Arkada akan müzikle uyum sağlamaya çalışıyordum.
“ Burda ritim değişti, 5 e kadar artık. Hazır ol!”
“1”. Alkış.”2” Alkış. “3” Alkış. “4” Alkış.”5” Alkış
Ritim yavaşlamaya başladığında hareketlerim de yavaşladı ve ritim durduğunda bitiş pozumu aldım. Esma beni alkışlarken ona gülümsedim. Bana bazı eksiklerimi söyledikten sonra müziği tekrar başlattı ve benim maratonum tekrar başladı.
BALE DERSİ ÇIKIŞI
Kolumdaki çantayla arabama binmiştim. Yarım saatte yakın bir süre sonra eve vardığımda, Melih’ selam verip hızlıca duşa girdim. Duşta ne kadar zaman geçirdiğimi bilmiyorum ama çıktığımda her yerim kızarmıştı ve banyoda alınacak hava kalmamıştı. Tüm gün eve gelmemiştim çünkü plenataryum sonrası kütüphanede ders çalışmış, daha sonra bale dersine arabamda olan antreman çantasını götürmüştüm. Çok yorulmuştum ve adım atacak gücüm yok gibiydi. Duştan sonra bornozumu giyip kendimi yatağa attım. Birkaç dakika uzandıktan sonra kalktım ve üstüme pijamalarımı giydim. Aynada kendime baktıktan sonra yüzümü buruşturdum. Cildim insanların söylediğine göre pürüzsüz de olsa ben aynaya baktığımda kendimde gördüğüm kusurları görmezden gelemiyordum.
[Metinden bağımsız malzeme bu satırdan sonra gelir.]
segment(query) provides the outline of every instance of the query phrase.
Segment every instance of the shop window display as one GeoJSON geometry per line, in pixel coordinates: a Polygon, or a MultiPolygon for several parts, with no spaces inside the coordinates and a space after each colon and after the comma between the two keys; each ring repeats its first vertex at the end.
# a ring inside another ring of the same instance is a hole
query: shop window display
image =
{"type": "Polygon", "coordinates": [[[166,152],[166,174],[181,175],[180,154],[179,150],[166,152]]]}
Makyaj masamın yanındaki çekmecelerden cilt bakım çekmecemi açtım. İçinden aldığım kil maskesini yüzüme uyguladıktan sonra saçımı saç havlusuna sardım ve aşağı kata Melih’in yanına indim. Telefonunu inceleyen Melih başta bana boş boş baktıktan sonra kahkaha atmaya başladı. En az iki dakika sonra gülmesi anca azalmıştı. Hala gülerken “Öcüye benzemişsin”dedi. Neye güldüğünü fark edince suratım düştü. Rol gereği kaşlarımı çatıp kollarımı önde kavuşturdum. Arkamı ona dönüp ona bakmaktan vazgeçtiğimde gülmesi en sonunda durmuştu. “Sen küstün mü bana” dediğinde ona bakmadan kafamı sallayarak onayladım. “Ciddi misin sen?” dedi rol yapıp yapmadığımı anlamaya çalışırken. Gülmemi bastırmaya çalışarak hala onun yüzüne bakmadan onu onayladım. Melih ciddi olduğumu sanmıştı. “Ama ben seni üzmek istemedim ki.” dedi sessizce. Artık kıkırtımı durduramadım. Kıkırdamaya başladığımda Melih’te ne olduğunu anlamıştı. Hızlıca oturur pozisyona geçip kollarını bana doladı ve beni yatırdı. Başım onun dizine düşmüştü ve artık dizine uzanıyordum. Ben ona bakarken bir anda ellerini göz hizama getirdi. Ardından beni gıdıklamaya başladı. Deli gibi gülmeye başladığımda o da gülüyordu. Bir süre sonra gülmekten koltuktan yere düştüm. Yere düşmeme ekstradan gülerken kahkahalarımı durduramıyordum. En sonunda gülmeyi bıraktığımda tekrar nefes almaya başlamıştım. Banyoya önüp yüzümdeki maskeyi çıkardım ve saçımı taradım. Salona döndüğümde beyaz büyük L koltukta, Melih’in yanına oturdum. Melih beni belimden tutup kendine çekti. Şimdi arkam Melih’in göğsüne yaslanıyordu. Melih’in göğsü bir anlığına bana çok rahat geldiğinde kendimi dokunuşuna yasladım ve o film izlerken gözlerimi kapadım. Melih’in göğsündeyken kendimi uykuya bıraktım.